Citizenship and identity have been fraught issues in Assam for decades. The NRC was introduced in 1951 in response to a political demand that arose from the fear of migration, in the backdrop of Partition, causing demographic and cultural upheaval. The subnationalist politics that privileged Assamese identity over other categories, including class, caste and religion, has since shaped the social imaginary in the region, with devastating consequences. It has produced a narrative that plays on the fear of the “outsider” and a politics that borders on xenophobia. It is telling, however, that no party seems to be happy with the outcome of the current exercise. For the All Assam Students Union and the BJP, the exclusions are fewer than expected — the projected number of illegal immigrants in Assam, which has formed the basis of contrived political spectres, has varied from one million to two crore. The BJP also suspects that a substantial number of the affected are Bengali-speaking Hindus, whom it wants recognised as refugees and accorded citizenship. With its proposal to amend the Citizenship Act pending, the party has demanded re-verification of the list in districts bordering Bangladesh, suggesting a communal reading of the NRC.

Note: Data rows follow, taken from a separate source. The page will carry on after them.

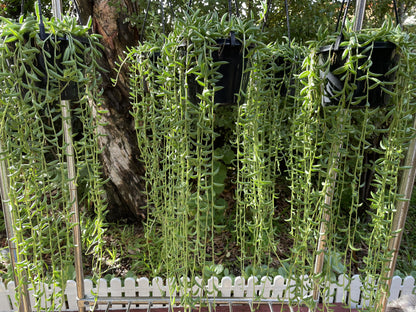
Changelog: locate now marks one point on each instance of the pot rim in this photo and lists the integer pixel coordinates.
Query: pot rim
(377, 45)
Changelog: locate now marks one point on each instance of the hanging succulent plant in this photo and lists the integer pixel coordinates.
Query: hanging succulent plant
(329, 156)
(36, 73)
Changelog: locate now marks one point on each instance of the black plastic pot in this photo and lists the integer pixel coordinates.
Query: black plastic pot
(383, 58)
(232, 80)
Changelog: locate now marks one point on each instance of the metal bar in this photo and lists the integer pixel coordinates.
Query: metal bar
(24, 303)
(402, 206)
(66, 116)
(359, 14)
(108, 307)
(329, 195)
(167, 300)
(74, 201)
(57, 9)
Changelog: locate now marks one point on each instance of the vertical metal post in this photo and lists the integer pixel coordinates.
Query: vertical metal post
(24, 303)
(67, 127)
(74, 200)
(332, 176)
(402, 206)
(329, 195)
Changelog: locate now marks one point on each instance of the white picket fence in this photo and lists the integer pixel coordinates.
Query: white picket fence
(346, 290)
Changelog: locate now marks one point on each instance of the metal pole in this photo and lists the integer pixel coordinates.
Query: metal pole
(359, 14)
(24, 303)
(402, 206)
(329, 195)
(66, 115)
(67, 127)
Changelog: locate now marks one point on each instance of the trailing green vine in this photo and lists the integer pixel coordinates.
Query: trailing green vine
(36, 73)
(346, 161)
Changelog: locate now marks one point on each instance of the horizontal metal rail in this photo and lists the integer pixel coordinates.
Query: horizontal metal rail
(150, 301)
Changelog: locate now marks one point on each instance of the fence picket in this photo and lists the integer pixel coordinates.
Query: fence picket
(116, 291)
(5, 304)
(353, 291)
(71, 295)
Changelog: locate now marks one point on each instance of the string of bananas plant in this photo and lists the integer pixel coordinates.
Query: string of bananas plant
(345, 160)
(36, 73)
(174, 81)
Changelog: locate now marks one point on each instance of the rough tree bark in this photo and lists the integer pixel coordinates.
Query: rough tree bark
(120, 157)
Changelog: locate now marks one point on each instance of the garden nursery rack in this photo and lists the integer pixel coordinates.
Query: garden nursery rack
(129, 299)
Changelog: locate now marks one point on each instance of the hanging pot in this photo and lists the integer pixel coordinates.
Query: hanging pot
(383, 59)
(233, 81)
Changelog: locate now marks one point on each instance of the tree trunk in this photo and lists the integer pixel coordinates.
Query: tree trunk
(120, 163)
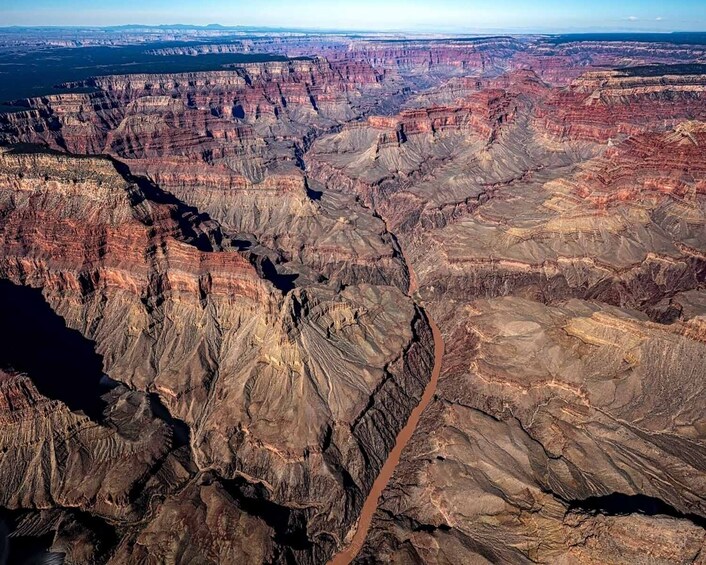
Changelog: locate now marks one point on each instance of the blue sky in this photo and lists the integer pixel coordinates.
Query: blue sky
(412, 15)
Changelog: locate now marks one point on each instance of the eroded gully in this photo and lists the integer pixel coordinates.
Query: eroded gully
(348, 554)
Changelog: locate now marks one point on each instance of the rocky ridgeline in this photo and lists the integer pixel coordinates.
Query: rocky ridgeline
(222, 347)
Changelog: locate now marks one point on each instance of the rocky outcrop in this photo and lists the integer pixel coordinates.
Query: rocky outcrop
(178, 316)
(219, 291)
(607, 105)
(544, 446)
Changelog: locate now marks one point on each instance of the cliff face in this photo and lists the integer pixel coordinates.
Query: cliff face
(542, 415)
(219, 289)
(177, 315)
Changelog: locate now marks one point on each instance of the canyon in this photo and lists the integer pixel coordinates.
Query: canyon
(379, 300)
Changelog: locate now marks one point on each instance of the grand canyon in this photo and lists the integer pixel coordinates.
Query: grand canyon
(348, 298)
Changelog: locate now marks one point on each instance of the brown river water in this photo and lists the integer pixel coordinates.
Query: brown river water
(345, 556)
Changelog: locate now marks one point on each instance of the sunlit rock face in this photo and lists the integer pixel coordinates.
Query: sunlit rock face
(218, 287)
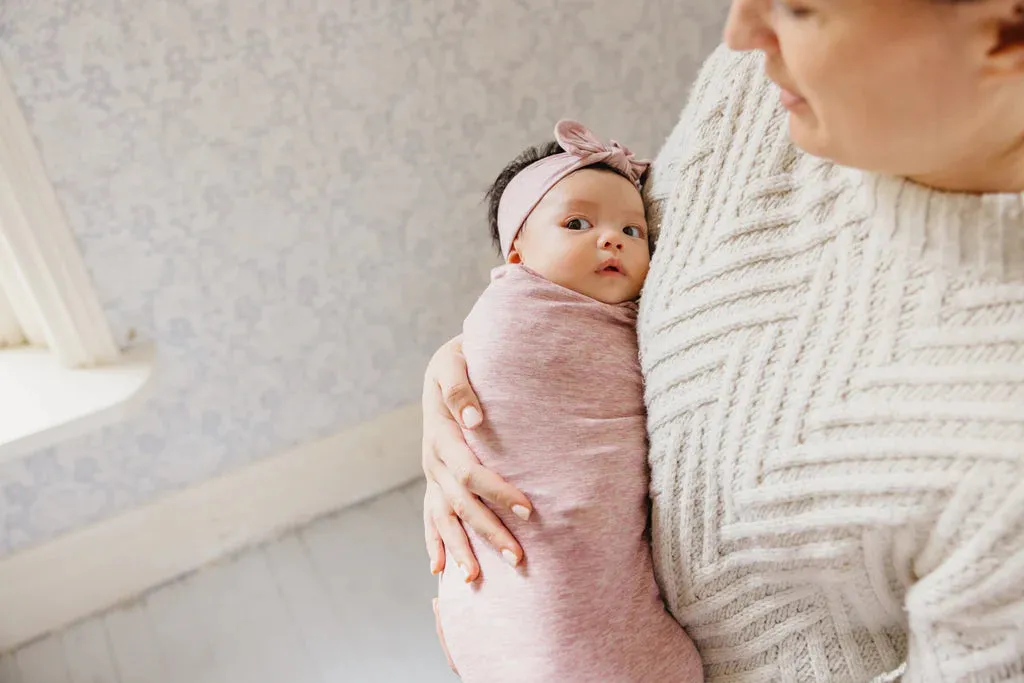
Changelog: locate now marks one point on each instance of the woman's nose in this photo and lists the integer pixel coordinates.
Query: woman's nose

Instead of blaming the process, political parties need to recognise, perhaps, the flaw that lies in the imagination that produced the NRC. Modern societies are shaped by migration and it may be futile to engage in costly exercises to identify “outsiders”. Despite the fiasco in Assam, BJP leaders are demanding NRCs elsewhere too — for instance, Manoj Tiwari wants one in Delhi. During the 2019 election campaign, BJP President Amit Shah spoke about “ghuspaithiye” and compared illegal migrants to termites. The time has come to steer the conversation away from excluding people, and towards accepting the reality of migration and exploring ways to make it work better for the economy. The idea of citizenship can’t be imprisoned within the framework of blood and soil or religion; it needs a broader, more inclusive definition rooted in the liberal spirit of the Constitution. For now, however, at the end of an elaborate NRC process monitored by the Supreme Court, which has shown unusual alacrity in doing so, the onus is on the court to ensure that human rights are not undermined by short-term political interests.